Dr. Pat Mahoney has been named the recipient of the 2020 International Award for Excellence for The Journal on Tourism and Leisure Studies.

The Tourism and Leisure Studies Research Network selected Dr. Mahoney’s article “Behold, The Horror Of Man: Dark Tourism In The Anthropocene” from among the highest-ranked articles emerging from the peer-review process. The research network explores the economic, cultural and organizational aspects of tourism and leisure.

The Journal on Tourism and Leisure Studies published Pat’s research last spring, and in June he presented his paper virtually at the International Conference on Tourism & Leisure Studies at the University of Dubrovnik in Croatia.

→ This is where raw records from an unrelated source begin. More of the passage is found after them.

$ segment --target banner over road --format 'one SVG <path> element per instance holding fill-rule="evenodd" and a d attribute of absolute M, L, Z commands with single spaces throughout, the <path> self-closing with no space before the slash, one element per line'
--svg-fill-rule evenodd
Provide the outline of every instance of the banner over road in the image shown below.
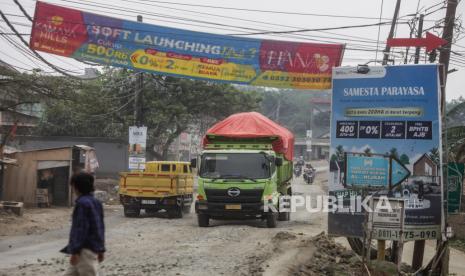
<path fill-rule="evenodd" d="M 30 47 L 151 73 L 294 89 L 331 88 L 344 45 L 161 27 L 37 2 Z"/>

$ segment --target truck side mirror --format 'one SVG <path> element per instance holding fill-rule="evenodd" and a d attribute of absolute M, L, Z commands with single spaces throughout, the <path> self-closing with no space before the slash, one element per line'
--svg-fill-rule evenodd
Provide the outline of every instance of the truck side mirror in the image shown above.
<path fill-rule="evenodd" d="M 197 158 L 191 159 L 191 168 L 197 168 Z"/>
<path fill-rule="evenodd" d="M 276 157 L 274 160 L 276 167 L 281 167 L 283 165 L 283 159 L 281 157 Z"/>

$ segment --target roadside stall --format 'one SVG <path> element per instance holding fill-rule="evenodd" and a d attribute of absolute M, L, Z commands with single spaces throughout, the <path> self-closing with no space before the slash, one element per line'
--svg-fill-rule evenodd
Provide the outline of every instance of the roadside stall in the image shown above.
<path fill-rule="evenodd" d="M 17 166 L 5 171 L 3 197 L 25 206 L 70 206 L 71 175 L 98 168 L 95 150 L 82 145 L 17 152 L 13 157 Z"/>

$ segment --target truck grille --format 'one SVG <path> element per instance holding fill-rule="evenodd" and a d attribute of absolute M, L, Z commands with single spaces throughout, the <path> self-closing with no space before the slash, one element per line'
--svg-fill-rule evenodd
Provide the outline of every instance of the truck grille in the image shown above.
<path fill-rule="evenodd" d="M 259 203 L 262 201 L 263 189 L 240 190 L 238 196 L 230 196 L 228 189 L 205 189 L 208 202 L 221 203 Z"/>

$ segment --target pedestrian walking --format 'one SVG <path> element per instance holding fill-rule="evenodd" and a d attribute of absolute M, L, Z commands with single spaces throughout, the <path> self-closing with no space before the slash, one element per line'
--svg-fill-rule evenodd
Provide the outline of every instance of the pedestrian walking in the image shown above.
<path fill-rule="evenodd" d="M 65 276 L 98 275 L 98 265 L 103 261 L 105 252 L 105 225 L 102 204 L 92 195 L 94 177 L 80 172 L 73 175 L 70 184 L 77 199 L 69 242 L 61 250 L 71 255 Z"/>

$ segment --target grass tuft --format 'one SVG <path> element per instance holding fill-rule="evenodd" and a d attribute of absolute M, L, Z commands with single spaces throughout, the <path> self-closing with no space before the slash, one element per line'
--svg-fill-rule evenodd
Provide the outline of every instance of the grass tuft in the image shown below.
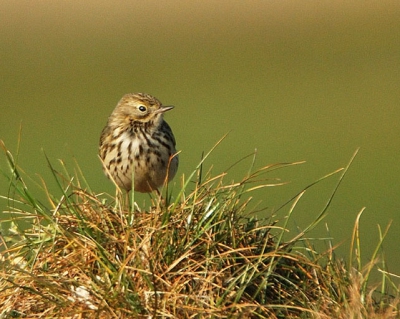
<path fill-rule="evenodd" d="M 50 194 L 42 181 L 48 202 L 43 204 L 3 143 L 2 148 L 10 166 L 10 191 L 3 197 L 10 218 L 1 222 L 0 318 L 399 316 L 393 274 L 381 269 L 378 292 L 368 285 L 376 262 L 363 267 L 360 254 L 351 254 L 346 266 L 333 249 L 315 252 L 306 232 L 285 242 L 285 225 L 250 208 L 252 191 L 279 185 L 265 174 L 299 163 L 252 168 L 242 181 L 226 183 L 225 174 L 203 174 L 208 153 L 182 179 L 176 198 L 166 194 L 143 211 L 114 205 L 113 196 L 91 191 L 78 166 L 71 175 L 62 162 L 59 172 L 48 159 L 61 196 Z M 281 208 L 289 209 L 289 217 L 311 186 Z M 336 189 L 306 230 L 318 225 Z M 358 221 L 352 248 L 357 252 Z"/>

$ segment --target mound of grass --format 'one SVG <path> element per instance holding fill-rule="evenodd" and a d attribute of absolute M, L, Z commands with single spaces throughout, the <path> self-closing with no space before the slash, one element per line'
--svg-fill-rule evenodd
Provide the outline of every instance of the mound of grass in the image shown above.
<path fill-rule="evenodd" d="M 143 211 L 120 195 L 95 194 L 79 169 L 71 176 L 51 165 L 61 196 L 44 183 L 45 205 L 5 154 L 14 195 L 4 197 L 10 218 L 1 224 L 0 318 L 399 316 L 398 288 L 385 294 L 388 274 L 377 293 L 368 286 L 372 264 L 346 267 L 333 250 L 304 247 L 306 231 L 332 198 L 305 232 L 286 242 L 285 226 L 249 208 L 251 192 L 270 186 L 257 182 L 262 174 L 296 163 L 263 167 L 239 183 L 225 183 L 224 174 L 203 177 L 200 163 L 175 199 L 167 192 Z M 288 201 L 289 217 L 304 191 Z"/>

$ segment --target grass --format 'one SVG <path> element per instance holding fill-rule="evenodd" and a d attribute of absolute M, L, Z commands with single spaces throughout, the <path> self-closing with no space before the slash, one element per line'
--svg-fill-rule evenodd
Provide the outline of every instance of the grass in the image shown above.
<path fill-rule="evenodd" d="M 347 265 L 335 257 L 334 248 L 315 251 L 305 236 L 326 215 L 350 164 L 321 179 L 339 176 L 317 219 L 284 241 L 286 224 L 257 217 L 251 194 L 278 185 L 265 178 L 269 172 L 299 163 L 251 168 L 240 182 L 226 183 L 225 174 L 202 172 L 206 154 L 182 179 L 175 198 L 166 192 L 143 211 L 92 192 L 78 166 L 71 175 L 62 163 L 60 172 L 50 162 L 61 196 L 42 181 L 44 204 L 25 183 L 29 176 L 2 147 L 10 167 L 4 174 L 10 192 L 3 196 L 10 218 L 1 221 L 0 318 L 400 315 L 395 275 L 381 269 L 379 287 L 369 285 L 388 228 L 381 231 L 367 265 L 360 253 L 362 212 Z M 288 211 L 286 222 L 313 185 L 280 208 Z"/>

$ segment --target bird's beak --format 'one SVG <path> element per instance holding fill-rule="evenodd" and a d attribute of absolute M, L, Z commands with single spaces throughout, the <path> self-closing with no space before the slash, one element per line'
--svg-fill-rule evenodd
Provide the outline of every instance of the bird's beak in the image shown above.
<path fill-rule="evenodd" d="M 173 105 L 168 105 L 168 106 L 161 106 L 157 111 L 155 111 L 154 113 L 158 114 L 158 113 L 164 113 L 167 112 L 169 110 L 172 110 L 174 108 Z"/>

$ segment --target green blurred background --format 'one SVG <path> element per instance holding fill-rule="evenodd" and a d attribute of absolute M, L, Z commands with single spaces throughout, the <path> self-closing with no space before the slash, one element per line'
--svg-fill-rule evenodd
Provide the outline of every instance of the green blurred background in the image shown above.
<path fill-rule="evenodd" d="M 94 191 L 113 193 L 98 140 L 128 92 L 176 106 L 166 119 L 182 150 L 178 183 L 227 132 L 206 163 L 214 174 L 255 149 L 256 167 L 306 160 L 267 175 L 290 184 L 255 193 L 265 215 L 360 147 L 310 236 L 333 237 L 347 260 L 366 207 L 364 261 L 377 225 L 393 221 L 385 258 L 400 273 L 399 1 L 1 1 L 0 45 L 0 139 L 16 152 L 22 126 L 18 162 L 30 175 L 53 185 L 43 149 L 56 167 L 62 159 L 72 170 L 76 158 Z M 306 193 L 291 235 L 318 215 L 337 178 Z"/>

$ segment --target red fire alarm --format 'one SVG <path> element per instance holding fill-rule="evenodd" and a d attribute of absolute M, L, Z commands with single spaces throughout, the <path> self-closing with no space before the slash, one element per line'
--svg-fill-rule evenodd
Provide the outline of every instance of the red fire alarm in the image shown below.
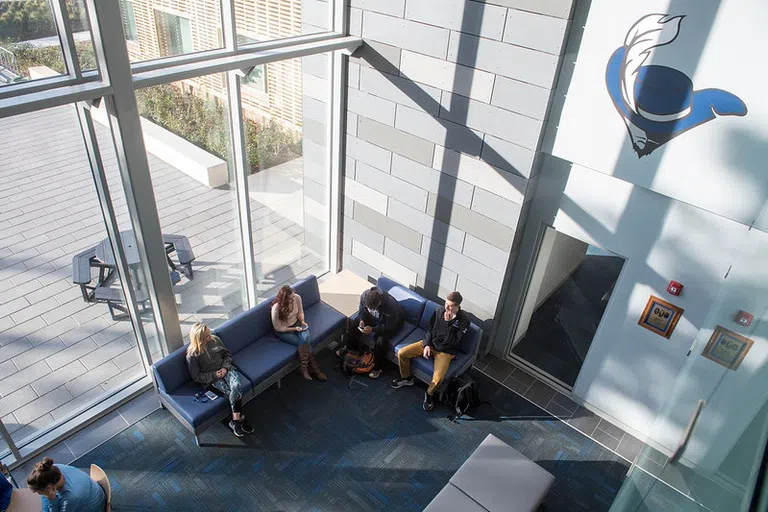
<path fill-rule="evenodd" d="M 752 313 L 747 313 L 746 311 L 739 311 L 739 314 L 736 315 L 736 323 L 739 324 L 742 327 L 747 327 L 749 324 L 752 323 Z"/>
<path fill-rule="evenodd" d="M 678 296 L 680 295 L 680 292 L 683 291 L 683 285 L 677 281 L 670 281 L 669 286 L 667 286 L 667 291 L 670 295 Z"/>

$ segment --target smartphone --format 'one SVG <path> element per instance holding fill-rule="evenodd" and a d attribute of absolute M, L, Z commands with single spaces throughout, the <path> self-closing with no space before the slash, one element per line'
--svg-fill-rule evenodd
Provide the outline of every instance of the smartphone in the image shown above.
<path fill-rule="evenodd" d="M 300 325 L 299 327 L 301 328 L 300 330 L 302 331 L 306 331 L 307 329 L 309 329 L 308 325 Z"/>
<path fill-rule="evenodd" d="M 360 327 L 359 325 L 357 326 L 357 330 L 360 331 L 360 332 L 365 332 L 365 328 L 364 327 Z"/>
<path fill-rule="evenodd" d="M 207 396 L 207 397 L 208 397 L 208 399 L 209 399 L 211 402 L 213 402 L 214 400 L 216 400 L 217 398 L 219 398 L 219 395 L 217 395 L 216 393 L 214 393 L 214 392 L 213 392 L 213 391 L 211 391 L 210 389 L 209 389 L 208 391 L 206 391 L 206 392 L 205 392 L 205 396 Z"/>

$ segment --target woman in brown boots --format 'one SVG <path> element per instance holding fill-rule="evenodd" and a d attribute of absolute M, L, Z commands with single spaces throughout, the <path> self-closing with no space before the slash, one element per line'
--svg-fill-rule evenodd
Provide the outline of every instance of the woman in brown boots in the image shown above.
<path fill-rule="evenodd" d="M 309 325 L 304 321 L 304 306 L 301 296 L 288 285 L 280 288 L 277 297 L 272 301 L 272 327 L 275 335 L 280 339 L 297 347 L 301 375 L 306 380 L 328 380 L 317 365 L 315 355 L 312 353 L 309 335 Z"/>

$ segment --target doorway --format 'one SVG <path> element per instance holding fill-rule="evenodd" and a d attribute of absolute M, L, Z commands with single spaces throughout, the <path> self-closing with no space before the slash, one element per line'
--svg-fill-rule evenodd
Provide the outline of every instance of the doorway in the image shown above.
<path fill-rule="evenodd" d="M 546 226 L 509 355 L 572 389 L 624 261 Z"/>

Pat has been invited to be a featured speaker at this year’s conference where he will also be recognized during an award presentation. Read more about the award here.

Abstract

Prior to the coronavirus disruption, the first few decades of the twenty-first century witnessed a rapid expansion of the global tourist industry. By 2030 nearly a quarter of the global population is expected to travel. This unprecedented growth of tourist activity is occurring within an environment of profound change and uncertainty in the Earth’s climate, proverbially referred to as global warming or climate change. Human-induced effects on the planet’s geo-climate have become so pronounced that a new geological epoch was coined in 2000 to signify this fact—the Anthropocene. This article incorporates the insights from dark tourism to develop an argument for why global tourism has thrived in the Anthropocene. To forestall an ecologically induced crisis in the capitalist-driven tourist industry, this article suggests a variation of dark tourism has now become a dominant tourist practice. When combined with the concepts of social imaginaries and political ecology, dark tourism’s focus on tourism related to human-to-human suffering and acts of atrocity is critically examined and modified to incorporate human-to-nature degradation so prevalent in this anthropogenic moment. As a framework, dark tourism, which entwines travel with death, is deployed to explain the shifting patterns in the global tourist industry associated with the opening-up of Arctic and Antarctic regions. Using current and archival data from the UN World Tourist Organization, industry reports, web marketing sites, and expeditionary brochures, the legacy and utility of applying dark tourism to Anthropocene tourism is explored. This article illustrates that by calling into question previous conceptualizations of dark tourism, the salience of the concept in tourism and leisure studies is both demonstrated and enhanced. In short, dark tourism in the Anthropocene illuminates why Antarctic and Arctic regions are open for business—just as they begin to disappear under the yoke of the environmental atrocities attributed to the Anthropocene.